A l'issue d'une journée de négociations au siège de Total, la plupart des syndicats avaient appelé mardi à cesser la grève dans les raffineries, à l'arrêt depuis une semaine, jugeant «significatives» les garanties obtenues.
Les craintes d'une pénurie de carburants, au septième jour de grève dans les six raffineries de Total, ont pesé lourdement sur les négociations, et ont conduit l'Elysée à prendre directement le dossier en main.
L'avenir de Dunkerque encore incertain
Le ministre de l'Industrie, Christian Estrosi, a averti le groupe pétrolier que la raffinerie de Dunkerque devrait rouvrir s'il n'y avait pas «un vrai projet de substitution». Il a reproché à la direction du groupe pétrolier d'avoir laissé «courir une rumeur» concernant Dunkerque.
Au niveau national, le groupe pétrolier s'engage à ne procéder à aucune fermeture de raffinerie, en dehors, de celle, éventuelle, de Dunkerque : «Au-delà du projet d'évolution de l'établissement des Flandres, il n'y aura ni fermeture, ni cession de ses raffineries françaises au cours des cinq prochaines années», a-t-il précisé dans un communiqué.
Total s'engage à «assurer au sein du groupe la pérennité de l'établissement des Flandres», mais pas nécessairement avec une activité de raffinage, à participer d'ici fin mars à une table ronde sur le bassin dunkerquois et à garantir un emploi chez Total aux salariés.
La question des capacités n'est pas évoquée dans le communiqué du groupe, qui précise vouloir maintenir «un outil de raffinage adapté, moderne et compétitif».
De l'avenir du raffinage
La table ronde sur le raffinage pétrolier exigée par les syndicats, annoncée mardi par le gouvernement, va être organisée «aux alentours du 15 avril», a indiqué le ministre de l'Ecologie et de l'Energie Jean-Louis Borloo, mercredi sur France 2. «Le fond de cette affaire, (...), c'est qu'il y a en matière de raffinage – pas seulement en France – un certain nombre d'interrogations, et que les salariés de Total – mais pas seulement de Total, d'Exxon, enfin de l'ensemble des producteurs, distributeurs et raffineurs – veulent y voir clair sur l'avenir de cet outil industriel», a souligné Jean-Louis Borloo.
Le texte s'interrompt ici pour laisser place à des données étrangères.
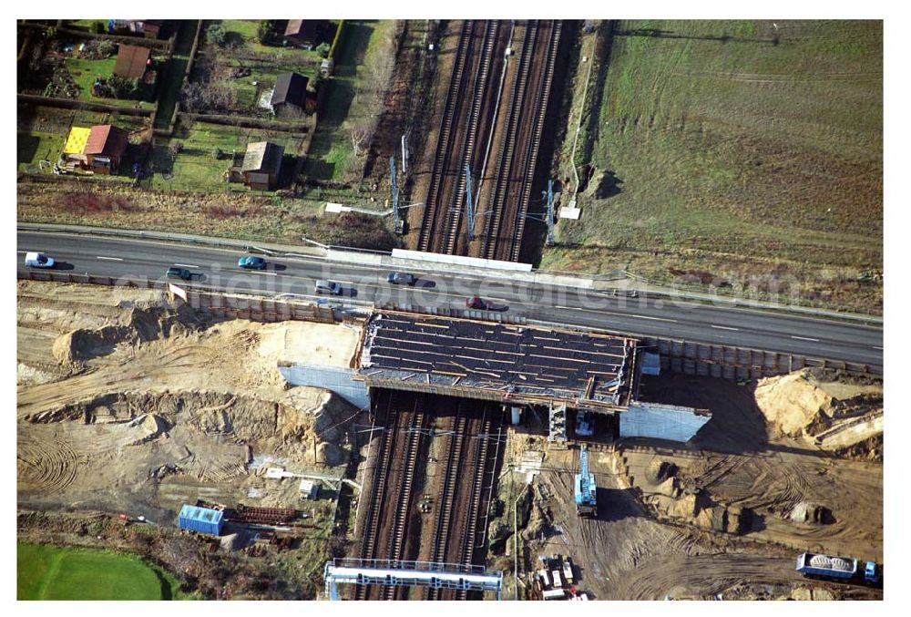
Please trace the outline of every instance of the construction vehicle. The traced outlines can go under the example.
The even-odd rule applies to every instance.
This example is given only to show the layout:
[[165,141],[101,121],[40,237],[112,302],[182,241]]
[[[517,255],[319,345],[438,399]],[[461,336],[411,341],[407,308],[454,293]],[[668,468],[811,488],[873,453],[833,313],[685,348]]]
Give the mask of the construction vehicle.
[[598,517],[598,499],[595,474],[589,471],[589,450],[585,446],[579,452],[579,472],[573,481],[576,492],[576,513],[580,517]]
[[576,413],[576,435],[584,437],[590,437],[595,434],[594,422],[592,422],[591,412],[579,409]]
[[883,584],[882,566],[867,561],[863,572],[857,570],[858,561],[853,557],[835,557],[803,552],[797,556],[796,571],[808,578],[829,579],[843,582],[861,582],[877,587]]

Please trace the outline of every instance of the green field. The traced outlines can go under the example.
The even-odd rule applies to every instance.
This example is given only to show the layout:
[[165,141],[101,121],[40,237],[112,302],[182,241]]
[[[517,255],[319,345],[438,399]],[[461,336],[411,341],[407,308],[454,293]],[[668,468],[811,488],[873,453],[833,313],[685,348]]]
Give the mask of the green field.
[[[150,188],[169,190],[225,191],[247,190],[243,185],[229,185],[224,180],[225,171],[230,163],[232,151],[246,152],[247,144],[256,141],[271,141],[285,149],[285,155],[301,153],[302,136],[290,132],[269,131],[260,129],[230,127],[208,122],[181,123],[175,136],[156,141],[151,160],[153,176]],[[170,165],[170,146],[182,144],[182,149]],[[216,159],[213,150],[219,148],[223,156]],[[170,180],[162,177],[162,170],[169,170]]]
[[171,600],[174,578],[126,553],[16,545],[18,600]]
[[364,89],[364,65],[394,32],[395,22],[345,21],[335,56],[335,70],[329,80],[319,122],[313,133],[304,173],[325,180],[343,180],[353,154],[345,122],[378,114],[382,101]]
[[881,285],[856,278],[882,271],[882,40],[880,22],[618,23],[589,82],[582,218],[541,266],[778,277],[807,303],[880,312]]
[[145,127],[146,119],[134,116],[61,109],[45,106],[20,105],[17,111],[16,165],[19,171],[51,173],[51,168],[39,168],[41,160],[53,165],[60,158],[70,127],[92,127],[110,123],[129,130]]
La CGT d'ExxonMobil, qui appelait aussi à la grève à partir de mardi après-midi dans les deux raffineries françaises du groupe, à Fos-sur-Mer (Bouches-du-Rhône) et Port-Jérôme (Seine-Maritime), a finalement renoncé.
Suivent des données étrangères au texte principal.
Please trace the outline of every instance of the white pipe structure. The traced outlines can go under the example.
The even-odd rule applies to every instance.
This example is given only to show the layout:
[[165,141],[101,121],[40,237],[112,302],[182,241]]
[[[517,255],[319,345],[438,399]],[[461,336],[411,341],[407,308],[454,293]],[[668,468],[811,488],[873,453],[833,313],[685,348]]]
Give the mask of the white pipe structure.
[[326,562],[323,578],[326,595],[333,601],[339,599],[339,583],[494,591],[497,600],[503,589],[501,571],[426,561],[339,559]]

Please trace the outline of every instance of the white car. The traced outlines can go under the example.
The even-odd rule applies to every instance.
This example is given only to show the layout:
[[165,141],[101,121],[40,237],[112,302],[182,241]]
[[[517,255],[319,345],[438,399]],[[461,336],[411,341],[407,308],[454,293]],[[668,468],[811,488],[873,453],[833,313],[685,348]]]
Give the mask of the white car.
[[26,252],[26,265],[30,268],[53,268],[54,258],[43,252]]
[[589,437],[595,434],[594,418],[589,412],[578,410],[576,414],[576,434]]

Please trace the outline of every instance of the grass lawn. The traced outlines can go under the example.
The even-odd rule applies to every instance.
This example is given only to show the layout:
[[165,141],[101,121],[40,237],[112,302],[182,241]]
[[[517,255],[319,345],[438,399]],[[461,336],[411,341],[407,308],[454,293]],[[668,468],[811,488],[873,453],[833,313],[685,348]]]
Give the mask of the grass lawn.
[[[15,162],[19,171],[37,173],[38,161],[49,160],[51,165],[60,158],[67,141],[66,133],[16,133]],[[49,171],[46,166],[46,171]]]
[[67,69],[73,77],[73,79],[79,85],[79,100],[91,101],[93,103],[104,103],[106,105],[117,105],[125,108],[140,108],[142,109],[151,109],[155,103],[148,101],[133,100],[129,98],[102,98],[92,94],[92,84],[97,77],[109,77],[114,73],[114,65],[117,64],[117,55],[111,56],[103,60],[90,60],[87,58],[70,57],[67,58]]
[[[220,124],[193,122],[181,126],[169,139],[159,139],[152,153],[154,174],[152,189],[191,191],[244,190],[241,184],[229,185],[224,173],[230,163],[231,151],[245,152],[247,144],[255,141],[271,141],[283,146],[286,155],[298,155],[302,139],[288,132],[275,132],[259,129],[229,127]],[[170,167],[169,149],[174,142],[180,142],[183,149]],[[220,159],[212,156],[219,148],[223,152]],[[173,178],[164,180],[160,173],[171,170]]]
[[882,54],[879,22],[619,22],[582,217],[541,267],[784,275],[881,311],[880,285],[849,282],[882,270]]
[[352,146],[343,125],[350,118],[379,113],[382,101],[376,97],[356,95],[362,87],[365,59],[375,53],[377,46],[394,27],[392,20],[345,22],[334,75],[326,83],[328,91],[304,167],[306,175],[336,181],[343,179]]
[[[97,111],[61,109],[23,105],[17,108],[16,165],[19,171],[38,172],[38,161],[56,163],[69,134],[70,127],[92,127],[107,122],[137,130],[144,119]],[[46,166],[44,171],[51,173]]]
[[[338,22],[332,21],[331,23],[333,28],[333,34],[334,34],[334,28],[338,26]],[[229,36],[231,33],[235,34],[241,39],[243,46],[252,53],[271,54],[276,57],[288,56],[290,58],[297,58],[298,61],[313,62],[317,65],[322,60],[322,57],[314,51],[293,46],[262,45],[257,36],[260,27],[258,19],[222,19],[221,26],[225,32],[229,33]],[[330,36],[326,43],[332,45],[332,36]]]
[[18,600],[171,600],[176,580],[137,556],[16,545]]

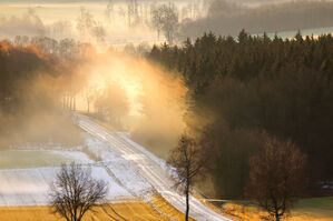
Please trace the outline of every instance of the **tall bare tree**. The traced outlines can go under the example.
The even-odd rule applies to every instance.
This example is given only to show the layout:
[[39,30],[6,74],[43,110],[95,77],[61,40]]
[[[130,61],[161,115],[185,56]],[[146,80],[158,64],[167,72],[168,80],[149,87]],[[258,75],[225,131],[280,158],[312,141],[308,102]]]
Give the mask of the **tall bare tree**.
[[163,31],[167,41],[173,44],[178,27],[178,10],[175,4],[161,4],[151,9],[151,24],[159,32]]
[[306,158],[294,143],[267,137],[249,161],[249,197],[276,221],[300,197]]
[[177,148],[173,150],[168,160],[176,168],[178,174],[176,187],[182,188],[186,197],[186,221],[189,218],[189,193],[196,181],[195,178],[202,173],[206,160],[203,158],[199,143],[187,134],[180,137]]
[[87,211],[102,202],[108,185],[91,177],[91,169],[79,164],[62,164],[56,181],[50,185],[50,204],[53,212],[67,221],[80,221]]

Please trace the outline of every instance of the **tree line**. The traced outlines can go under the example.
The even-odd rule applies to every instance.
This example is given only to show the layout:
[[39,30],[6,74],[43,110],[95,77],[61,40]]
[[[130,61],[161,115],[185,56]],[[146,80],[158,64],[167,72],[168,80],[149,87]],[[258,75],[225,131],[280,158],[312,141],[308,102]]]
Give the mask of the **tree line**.
[[213,152],[209,174],[221,197],[246,197],[249,159],[267,137],[307,155],[311,194],[332,185],[332,49],[331,34],[271,39],[245,31],[153,48],[147,57],[182,74],[189,89],[185,119],[212,142],[202,151]]
[[182,23],[180,36],[199,37],[205,31],[237,36],[246,28],[249,33],[294,31],[332,27],[331,1],[290,1],[246,7],[236,2],[214,0],[207,17]]

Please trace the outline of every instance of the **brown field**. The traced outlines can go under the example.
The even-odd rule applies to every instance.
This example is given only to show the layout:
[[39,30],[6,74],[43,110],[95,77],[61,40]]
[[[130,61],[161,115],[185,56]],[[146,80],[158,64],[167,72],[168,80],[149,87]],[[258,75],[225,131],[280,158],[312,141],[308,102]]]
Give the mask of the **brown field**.
[[[226,203],[223,211],[235,220],[259,221],[267,218],[267,213],[259,209],[241,203]],[[333,198],[313,198],[301,200],[286,221],[333,221]]]
[[[49,207],[2,207],[0,208],[1,221],[60,221],[58,215],[51,213]],[[135,220],[135,221],[159,221],[166,220],[151,207],[144,202],[126,202],[106,204],[97,208],[95,213],[87,213],[85,221],[106,220]]]

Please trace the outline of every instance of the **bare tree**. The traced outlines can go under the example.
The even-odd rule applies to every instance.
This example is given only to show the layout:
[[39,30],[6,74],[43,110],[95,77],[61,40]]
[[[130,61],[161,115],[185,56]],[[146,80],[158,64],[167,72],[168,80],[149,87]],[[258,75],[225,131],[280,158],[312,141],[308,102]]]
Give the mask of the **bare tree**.
[[249,161],[247,194],[276,221],[293,207],[304,187],[305,155],[292,142],[267,137]]
[[203,158],[198,142],[187,134],[180,137],[177,148],[173,150],[168,160],[176,168],[178,174],[176,187],[182,188],[186,197],[186,221],[189,218],[189,193],[196,181],[195,178],[202,173],[206,160]]
[[167,41],[173,44],[178,27],[178,10],[174,4],[161,4],[151,9],[151,24],[159,32],[163,31]]
[[90,168],[79,164],[62,164],[56,181],[50,185],[50,204],[53,212],[67,221],[80,221],[87,211],[102,202],[108,185],[91,177]]

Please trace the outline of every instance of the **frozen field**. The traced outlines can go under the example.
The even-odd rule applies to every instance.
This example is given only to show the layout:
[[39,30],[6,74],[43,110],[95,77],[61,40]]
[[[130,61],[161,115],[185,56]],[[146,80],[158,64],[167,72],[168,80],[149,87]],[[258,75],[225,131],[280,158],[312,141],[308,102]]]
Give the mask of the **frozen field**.
[[133,194],[109,175],[105,167],[95,164],[84,152],[60,150],[0,151],[0,205],[48,204],[49,184],[61,163],[91,167],[92,175],[109,183],[109,201],[133,199]]
[[60,150],[2,150],[0,151],[0,169],[23,169],[39,167],[57,167],[61,163],[77,161],[92,162],[80,151]]
[[[178,211],[185,211],[185,198],[174,189],[169,167],[126,133],[108,131],[89,118],[76,114],[82,129],[85,145],[66,150],[9,150],[0,153],[0,205],[46,205],[49,184],[59,164],[76,161],[91,167],[92,175],[109,184],[107,200],[141,200],[163,213],[154,204],[159,193]],[[88,157],[89,155],[89,157]],[[229,220],[190,198],[190,217],[196,220]]]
En attendant, les ruptures d'approvisionnement se sont poursuivies, touchant dans la journée quelque 250 stations-service du réseau Elf et Total. Des automobilistes se sont encore précipités dans des stations-service par précaution.
Avant cet accord, Nicolas Sarkozy avait reçu mardi le directeur général de Total, Christophe de Margerie, après Thierry Desmarest, président du conseil d'administration, lundi.
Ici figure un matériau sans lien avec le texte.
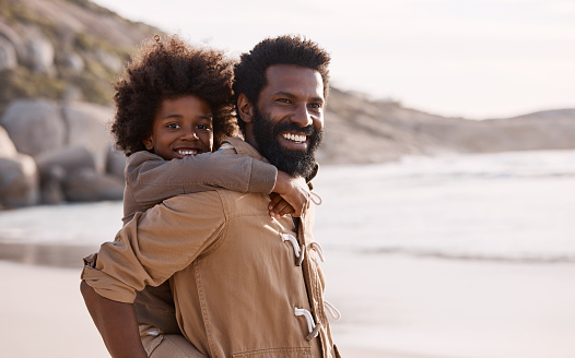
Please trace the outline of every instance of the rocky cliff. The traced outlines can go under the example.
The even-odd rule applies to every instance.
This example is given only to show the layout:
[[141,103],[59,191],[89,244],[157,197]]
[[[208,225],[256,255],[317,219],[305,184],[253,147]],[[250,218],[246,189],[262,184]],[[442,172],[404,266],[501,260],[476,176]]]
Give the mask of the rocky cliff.
[[[110,83],[157,28],[89,0],[0,2],[0,208],[121,199]],[[575,109],[471,121],[333,88],[321,164],[575,147]]]

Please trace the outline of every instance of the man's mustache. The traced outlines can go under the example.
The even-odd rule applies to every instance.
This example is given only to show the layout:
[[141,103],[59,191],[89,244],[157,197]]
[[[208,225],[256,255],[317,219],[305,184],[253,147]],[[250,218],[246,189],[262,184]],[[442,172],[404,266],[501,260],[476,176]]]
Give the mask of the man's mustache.
[[273,132],[275,134],[279,134],[281,132],[294,132],[294,133],[301,133],[301,134],[306,134],[306,135],[317,134],[317,131],[313,126],[300,127],[297,123],[294,123],[294,122],[279,123],[273,129]]

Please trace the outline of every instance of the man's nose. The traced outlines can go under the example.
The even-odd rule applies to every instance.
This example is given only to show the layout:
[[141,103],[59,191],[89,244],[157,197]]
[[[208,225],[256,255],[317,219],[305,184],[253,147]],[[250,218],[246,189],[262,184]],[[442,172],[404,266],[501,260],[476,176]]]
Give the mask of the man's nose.
[[314,123],[314,118],[305,105],[297,106],[290,120],[300,124],[302,128],[312,126]]
[[183,140],[195,141],[199,139],[198,134],[196,133],[196,129],[193,128],[185,130],[181,134]]

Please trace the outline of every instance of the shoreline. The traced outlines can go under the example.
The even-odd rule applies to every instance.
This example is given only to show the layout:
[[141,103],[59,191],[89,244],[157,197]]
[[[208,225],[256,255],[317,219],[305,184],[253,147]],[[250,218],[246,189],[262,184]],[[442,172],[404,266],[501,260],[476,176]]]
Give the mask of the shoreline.
[[[0,295],[0,336],[11,343],[4,353],[24,358],[79,353],[108,357],[79,290],[81,258],[97,248],[42,247],[28,249],[27,262],[0,260],[0,279],[10,287]],[[66,267],[55,266],[49,256],[43,259],[47,264],[31,259],[43,252],[54,256],[59,250],[73,253]],[[343,357],[575,356],[575,287],[568,285],[575,264],[331,250],[326,256],[326,298],[342,312],[331,326]],[[59,339],[64,344],[55,346]]]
Selon le porte-parole du gouvernement, Luc Chatel, le chef de l'Etat a demandé à l'industriel des engagements sur «la non fermeture de capacités de raffinage pour les années qui viennent».
Alors que Total met en avant des surcapacités de raffinage face à une consommation en baisse, les syndicats redoutent un désengagement progressif du groupe en France.
En mars, le groupe pétrolier avait annoncé la suppression de 268 emplois, sans licenciement, à la raffinerie de Gonfreville-L'Orcher (Seine-Maritime) et la réduction du volume produit sur ce site.
Début février, l'Ufip a estimé que 10 à 15% des 114 raffineries européennes devrait fermer. En 10 ans, la demande de produits pétroliers a baissé de 8,9% en France.
Selon des chiffres fournis par Total, la France importe environ 10 millions de tonnes de gazole, mais doit exporter quelque 5 millions de tonnes d'essence excédentaires.